Catheter-directed therapy, including catheter-directed thrombolysis or mechanical thrombectomy, was considered. In our setting, the team was concerned that intracardiac and pulmonary arterial instrumentation in the presence of a mobile right atrial thrombus could precipitate thrombus detachment and further embolization. We also aimed to minimize bleeding risk and therefore avoided full-dose systemic thrombolysis, choosing a reduced-dose regimen instead, consistent with published data supporting lower-dose strategies in selected pulmonary embolism patients [5–7].
Alteplase 50 mg was administered intravenously over 2 hours, with careful bleeding surveillance. The clinical response was prompt: oxygen requirements fell, tachycardia improved, and lactate normalized. There were no major bleeding events, including no intracranial hemorrhage. She was transitioned to lifelong apixaban before discharge. A day-1 post-thrombolysis echocardiogram showed modest improvement in RV size and function compared with the results obtained 1 day earlier (Figure 5). At her 2-month follow-up, she remained in excellent clinical condition.
Discussion
This case is familiar to many clinicians: a patient whose blood pressure looks reassuring while every other signal says the RV is under threat.

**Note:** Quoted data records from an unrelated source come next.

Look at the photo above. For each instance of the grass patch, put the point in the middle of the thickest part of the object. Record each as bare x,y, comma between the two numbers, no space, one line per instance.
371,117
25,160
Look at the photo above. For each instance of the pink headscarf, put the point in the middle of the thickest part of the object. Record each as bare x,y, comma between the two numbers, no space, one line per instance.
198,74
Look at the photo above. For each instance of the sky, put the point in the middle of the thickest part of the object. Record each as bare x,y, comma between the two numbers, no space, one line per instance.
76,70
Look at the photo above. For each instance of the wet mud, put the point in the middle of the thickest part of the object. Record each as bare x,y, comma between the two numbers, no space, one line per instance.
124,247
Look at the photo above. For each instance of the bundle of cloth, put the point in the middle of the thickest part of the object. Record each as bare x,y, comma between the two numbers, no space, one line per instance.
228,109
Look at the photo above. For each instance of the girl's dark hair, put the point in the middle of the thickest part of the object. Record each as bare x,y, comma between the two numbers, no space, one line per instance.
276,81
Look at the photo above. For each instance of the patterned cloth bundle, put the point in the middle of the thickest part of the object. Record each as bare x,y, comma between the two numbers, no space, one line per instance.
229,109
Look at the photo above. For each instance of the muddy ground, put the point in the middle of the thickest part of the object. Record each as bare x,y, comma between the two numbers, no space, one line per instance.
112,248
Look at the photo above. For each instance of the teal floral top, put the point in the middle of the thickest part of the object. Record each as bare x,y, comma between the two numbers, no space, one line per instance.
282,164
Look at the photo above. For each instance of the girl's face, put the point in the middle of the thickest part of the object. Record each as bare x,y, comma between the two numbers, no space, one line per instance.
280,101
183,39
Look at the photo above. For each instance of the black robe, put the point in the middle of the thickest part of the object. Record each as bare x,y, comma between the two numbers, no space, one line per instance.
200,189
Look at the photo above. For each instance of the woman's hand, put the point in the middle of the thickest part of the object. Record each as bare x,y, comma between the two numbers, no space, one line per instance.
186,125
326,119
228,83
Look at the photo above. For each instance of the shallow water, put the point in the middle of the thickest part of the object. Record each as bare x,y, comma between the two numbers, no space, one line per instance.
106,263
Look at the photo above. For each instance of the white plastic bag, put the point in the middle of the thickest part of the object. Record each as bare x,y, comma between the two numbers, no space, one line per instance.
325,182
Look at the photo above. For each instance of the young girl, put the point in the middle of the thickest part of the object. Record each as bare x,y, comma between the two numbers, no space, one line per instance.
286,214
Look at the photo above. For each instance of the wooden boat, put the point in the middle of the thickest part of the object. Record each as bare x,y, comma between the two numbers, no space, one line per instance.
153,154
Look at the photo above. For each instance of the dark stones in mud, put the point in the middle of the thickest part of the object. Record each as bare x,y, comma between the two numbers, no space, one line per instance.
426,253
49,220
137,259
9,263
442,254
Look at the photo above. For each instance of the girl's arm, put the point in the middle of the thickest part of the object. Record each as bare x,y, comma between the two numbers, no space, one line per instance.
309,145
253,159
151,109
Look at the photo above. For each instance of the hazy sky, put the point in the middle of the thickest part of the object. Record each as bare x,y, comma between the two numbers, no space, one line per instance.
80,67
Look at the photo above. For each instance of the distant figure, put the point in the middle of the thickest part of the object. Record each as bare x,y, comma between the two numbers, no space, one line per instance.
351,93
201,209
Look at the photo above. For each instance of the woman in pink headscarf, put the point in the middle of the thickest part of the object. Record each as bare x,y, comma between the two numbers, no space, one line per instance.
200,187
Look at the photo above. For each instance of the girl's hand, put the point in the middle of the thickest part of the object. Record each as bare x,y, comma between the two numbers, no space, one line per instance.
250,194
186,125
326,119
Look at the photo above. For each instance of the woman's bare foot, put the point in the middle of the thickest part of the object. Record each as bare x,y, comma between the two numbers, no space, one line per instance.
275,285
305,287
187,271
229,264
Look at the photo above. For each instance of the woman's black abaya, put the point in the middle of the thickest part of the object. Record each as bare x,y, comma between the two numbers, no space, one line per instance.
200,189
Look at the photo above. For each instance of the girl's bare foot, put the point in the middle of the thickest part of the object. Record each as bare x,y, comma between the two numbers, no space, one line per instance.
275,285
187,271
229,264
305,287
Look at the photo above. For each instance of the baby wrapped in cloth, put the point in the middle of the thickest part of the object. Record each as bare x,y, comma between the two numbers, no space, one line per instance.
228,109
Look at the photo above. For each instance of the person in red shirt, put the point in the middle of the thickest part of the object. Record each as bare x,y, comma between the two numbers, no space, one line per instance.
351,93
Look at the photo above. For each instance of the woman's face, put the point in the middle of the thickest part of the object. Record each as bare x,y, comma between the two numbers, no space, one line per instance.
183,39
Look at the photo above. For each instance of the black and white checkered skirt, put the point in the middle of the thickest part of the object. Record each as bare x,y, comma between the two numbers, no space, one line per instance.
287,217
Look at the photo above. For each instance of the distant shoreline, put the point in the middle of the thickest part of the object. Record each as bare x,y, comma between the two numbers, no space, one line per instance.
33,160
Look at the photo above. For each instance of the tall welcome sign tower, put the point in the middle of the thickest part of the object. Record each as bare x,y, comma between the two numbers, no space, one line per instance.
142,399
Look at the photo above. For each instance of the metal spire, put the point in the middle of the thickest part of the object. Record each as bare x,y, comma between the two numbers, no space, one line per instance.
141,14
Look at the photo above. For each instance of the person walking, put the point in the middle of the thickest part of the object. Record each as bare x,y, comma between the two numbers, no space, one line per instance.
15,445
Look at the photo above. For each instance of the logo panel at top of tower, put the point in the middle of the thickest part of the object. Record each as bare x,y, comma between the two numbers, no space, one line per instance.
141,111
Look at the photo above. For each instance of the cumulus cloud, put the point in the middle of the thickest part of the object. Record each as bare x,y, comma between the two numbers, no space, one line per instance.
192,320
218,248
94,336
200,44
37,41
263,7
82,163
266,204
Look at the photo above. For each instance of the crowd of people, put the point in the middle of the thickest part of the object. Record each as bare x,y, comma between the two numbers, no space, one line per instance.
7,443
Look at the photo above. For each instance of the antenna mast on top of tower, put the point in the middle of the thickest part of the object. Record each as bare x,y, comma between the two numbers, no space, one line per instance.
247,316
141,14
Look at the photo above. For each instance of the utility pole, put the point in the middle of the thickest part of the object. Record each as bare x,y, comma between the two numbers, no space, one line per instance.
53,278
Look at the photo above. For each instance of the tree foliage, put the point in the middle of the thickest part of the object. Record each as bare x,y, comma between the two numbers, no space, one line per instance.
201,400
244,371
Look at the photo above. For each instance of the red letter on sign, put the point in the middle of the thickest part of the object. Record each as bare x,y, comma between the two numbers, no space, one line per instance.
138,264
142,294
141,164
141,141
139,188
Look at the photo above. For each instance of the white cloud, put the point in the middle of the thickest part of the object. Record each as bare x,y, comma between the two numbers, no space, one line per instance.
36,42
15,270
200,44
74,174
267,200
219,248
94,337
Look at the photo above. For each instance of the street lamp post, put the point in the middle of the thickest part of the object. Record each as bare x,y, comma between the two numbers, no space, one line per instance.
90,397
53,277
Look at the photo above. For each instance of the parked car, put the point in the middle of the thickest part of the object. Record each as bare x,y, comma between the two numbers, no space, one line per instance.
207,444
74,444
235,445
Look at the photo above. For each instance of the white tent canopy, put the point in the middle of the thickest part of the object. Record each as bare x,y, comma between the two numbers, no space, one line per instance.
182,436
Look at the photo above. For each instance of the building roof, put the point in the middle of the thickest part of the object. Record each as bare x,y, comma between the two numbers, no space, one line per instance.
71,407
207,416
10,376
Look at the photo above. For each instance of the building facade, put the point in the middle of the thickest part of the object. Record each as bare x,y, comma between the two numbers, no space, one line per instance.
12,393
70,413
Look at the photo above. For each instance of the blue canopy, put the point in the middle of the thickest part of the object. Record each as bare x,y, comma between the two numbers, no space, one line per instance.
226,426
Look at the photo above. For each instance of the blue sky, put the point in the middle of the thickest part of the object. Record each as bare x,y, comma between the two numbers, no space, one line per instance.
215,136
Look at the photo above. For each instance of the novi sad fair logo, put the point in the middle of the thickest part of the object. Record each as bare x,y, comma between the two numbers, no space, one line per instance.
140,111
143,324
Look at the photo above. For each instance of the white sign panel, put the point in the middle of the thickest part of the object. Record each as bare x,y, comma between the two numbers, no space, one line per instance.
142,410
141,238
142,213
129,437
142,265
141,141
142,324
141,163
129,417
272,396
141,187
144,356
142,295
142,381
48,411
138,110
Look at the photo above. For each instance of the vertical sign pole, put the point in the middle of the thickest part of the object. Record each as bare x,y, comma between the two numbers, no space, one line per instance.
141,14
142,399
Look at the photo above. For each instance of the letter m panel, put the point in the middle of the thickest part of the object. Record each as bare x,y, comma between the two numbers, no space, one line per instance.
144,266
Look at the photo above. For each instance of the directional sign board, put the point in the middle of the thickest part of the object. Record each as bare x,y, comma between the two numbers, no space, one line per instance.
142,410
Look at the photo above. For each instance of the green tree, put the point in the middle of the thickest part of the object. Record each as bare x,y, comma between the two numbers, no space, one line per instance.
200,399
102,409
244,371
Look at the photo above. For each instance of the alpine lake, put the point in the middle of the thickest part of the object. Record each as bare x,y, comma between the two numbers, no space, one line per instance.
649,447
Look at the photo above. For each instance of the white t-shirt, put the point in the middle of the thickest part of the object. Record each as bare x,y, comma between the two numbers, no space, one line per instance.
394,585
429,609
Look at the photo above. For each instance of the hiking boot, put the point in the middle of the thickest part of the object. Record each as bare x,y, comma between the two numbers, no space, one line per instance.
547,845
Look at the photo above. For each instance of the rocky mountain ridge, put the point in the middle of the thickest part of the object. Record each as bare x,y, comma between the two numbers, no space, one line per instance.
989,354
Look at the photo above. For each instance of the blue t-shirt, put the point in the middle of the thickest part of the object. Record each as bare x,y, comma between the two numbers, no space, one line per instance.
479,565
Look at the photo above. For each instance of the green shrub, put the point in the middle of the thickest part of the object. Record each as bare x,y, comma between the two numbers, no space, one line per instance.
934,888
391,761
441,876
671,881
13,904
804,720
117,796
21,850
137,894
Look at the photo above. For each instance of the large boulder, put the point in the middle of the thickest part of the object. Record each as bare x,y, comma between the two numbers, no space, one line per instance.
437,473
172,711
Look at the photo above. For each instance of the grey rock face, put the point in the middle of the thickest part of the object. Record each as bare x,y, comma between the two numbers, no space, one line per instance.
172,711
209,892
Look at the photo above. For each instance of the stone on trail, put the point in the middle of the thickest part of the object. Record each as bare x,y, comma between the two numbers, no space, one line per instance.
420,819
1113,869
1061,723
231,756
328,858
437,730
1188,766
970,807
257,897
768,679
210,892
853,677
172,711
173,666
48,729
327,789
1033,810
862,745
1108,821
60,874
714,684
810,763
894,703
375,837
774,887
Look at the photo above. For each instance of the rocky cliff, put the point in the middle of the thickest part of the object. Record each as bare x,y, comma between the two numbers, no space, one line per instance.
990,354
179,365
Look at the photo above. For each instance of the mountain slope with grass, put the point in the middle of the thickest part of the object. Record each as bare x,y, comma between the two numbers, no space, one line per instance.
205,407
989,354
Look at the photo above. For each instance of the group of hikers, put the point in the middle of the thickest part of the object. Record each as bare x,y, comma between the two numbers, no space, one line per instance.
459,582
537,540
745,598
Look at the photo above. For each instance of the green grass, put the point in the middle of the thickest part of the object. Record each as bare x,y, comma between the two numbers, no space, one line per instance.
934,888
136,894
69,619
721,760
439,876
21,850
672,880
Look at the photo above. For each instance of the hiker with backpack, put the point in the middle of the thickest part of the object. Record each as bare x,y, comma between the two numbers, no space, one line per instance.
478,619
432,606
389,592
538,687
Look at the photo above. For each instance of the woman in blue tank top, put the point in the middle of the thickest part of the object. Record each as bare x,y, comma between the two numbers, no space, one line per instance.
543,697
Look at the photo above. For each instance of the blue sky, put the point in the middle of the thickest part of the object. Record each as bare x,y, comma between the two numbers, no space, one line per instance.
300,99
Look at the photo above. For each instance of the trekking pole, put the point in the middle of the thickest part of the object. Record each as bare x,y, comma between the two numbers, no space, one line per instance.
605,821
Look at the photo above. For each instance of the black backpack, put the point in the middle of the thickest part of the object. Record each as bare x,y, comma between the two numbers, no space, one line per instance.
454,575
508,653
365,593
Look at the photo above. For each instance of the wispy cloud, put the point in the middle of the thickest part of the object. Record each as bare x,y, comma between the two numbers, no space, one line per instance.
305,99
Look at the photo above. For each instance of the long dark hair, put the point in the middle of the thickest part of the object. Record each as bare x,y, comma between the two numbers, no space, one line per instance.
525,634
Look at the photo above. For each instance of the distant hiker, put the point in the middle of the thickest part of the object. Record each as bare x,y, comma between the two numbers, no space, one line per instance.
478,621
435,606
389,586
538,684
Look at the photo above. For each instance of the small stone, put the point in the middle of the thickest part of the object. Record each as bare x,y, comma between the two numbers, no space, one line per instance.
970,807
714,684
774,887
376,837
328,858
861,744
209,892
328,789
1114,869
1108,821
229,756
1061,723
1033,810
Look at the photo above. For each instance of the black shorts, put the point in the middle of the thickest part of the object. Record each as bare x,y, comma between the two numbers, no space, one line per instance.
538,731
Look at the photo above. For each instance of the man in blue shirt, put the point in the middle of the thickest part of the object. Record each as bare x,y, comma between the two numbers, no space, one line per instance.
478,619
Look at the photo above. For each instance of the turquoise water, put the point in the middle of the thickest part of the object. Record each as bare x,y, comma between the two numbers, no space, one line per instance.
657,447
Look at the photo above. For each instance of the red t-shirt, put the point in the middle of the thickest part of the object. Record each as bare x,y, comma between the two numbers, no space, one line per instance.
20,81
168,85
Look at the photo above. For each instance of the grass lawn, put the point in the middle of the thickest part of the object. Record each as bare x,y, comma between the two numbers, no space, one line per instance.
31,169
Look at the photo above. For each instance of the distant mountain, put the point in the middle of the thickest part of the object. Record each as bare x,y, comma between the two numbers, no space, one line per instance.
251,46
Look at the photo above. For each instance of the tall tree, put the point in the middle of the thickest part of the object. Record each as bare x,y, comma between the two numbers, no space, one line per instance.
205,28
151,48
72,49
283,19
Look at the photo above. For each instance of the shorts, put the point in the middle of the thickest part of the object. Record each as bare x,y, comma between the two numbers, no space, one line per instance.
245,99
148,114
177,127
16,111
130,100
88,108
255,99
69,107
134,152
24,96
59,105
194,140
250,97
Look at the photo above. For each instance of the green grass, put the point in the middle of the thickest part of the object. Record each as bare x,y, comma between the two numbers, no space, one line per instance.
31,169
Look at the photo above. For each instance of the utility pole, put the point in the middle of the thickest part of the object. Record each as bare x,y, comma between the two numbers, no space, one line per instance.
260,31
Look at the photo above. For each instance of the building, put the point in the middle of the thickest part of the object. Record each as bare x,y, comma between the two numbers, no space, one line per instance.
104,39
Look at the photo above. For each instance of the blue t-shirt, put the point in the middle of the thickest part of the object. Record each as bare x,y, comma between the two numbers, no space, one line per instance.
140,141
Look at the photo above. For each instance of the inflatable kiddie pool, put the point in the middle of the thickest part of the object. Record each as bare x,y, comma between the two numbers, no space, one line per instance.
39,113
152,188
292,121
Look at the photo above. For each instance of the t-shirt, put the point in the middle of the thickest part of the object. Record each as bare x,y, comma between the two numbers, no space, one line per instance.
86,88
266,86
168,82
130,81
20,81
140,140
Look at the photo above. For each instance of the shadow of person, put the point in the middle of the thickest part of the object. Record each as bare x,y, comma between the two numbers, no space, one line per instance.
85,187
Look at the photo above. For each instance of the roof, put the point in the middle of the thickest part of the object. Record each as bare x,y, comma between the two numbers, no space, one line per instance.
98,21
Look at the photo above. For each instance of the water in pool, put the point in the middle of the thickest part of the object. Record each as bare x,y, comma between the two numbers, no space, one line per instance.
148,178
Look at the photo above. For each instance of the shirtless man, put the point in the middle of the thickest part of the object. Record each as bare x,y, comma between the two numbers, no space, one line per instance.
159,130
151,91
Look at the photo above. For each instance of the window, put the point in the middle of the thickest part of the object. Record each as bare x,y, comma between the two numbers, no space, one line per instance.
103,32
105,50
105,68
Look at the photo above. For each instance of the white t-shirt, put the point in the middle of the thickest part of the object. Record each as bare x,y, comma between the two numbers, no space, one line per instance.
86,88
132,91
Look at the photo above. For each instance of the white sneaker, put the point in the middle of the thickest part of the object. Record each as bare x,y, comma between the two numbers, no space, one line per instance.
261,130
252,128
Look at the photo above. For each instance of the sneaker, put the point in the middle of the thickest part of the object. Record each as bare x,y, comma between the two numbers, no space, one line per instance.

In acute pulmonary embolism, obstruction and vasoconstriction abruptly raise pulmonary vascular resistance. The RV is not built for this. As afterload rises, RV dilation and ischemia can follow, and the circulation may fail quickly through reduced left ventricle filling and falling cardiac output [8].
The clot-in-transit was the turning point. Registry data show that right-heart thrombi in pulmonary embolism identify patients with a worse prognosis, particularly when RV dysfunction is present [4]. Unlike an already-embedded pulmonary clot, a mobile intracardiac thrombus feels dynamic: it can disappear in seconds, and when it does, it may have embolized. That uncertainty is what often pushes teams toward earlier escalation. In the Right-Heart Thrombi European Registry (RiHTER), 30-day pulmonary embolism-related mortality among normotensive patients with right-heart thrombi was 12%, and this mortality increased to 16% when RV dysfunction was present [4]. Notably, thrombus characteristics, including mobility, did not independently predict mortality, reinforcing that escalation should be guided by the full risk profile rather than clot appearance alone [4].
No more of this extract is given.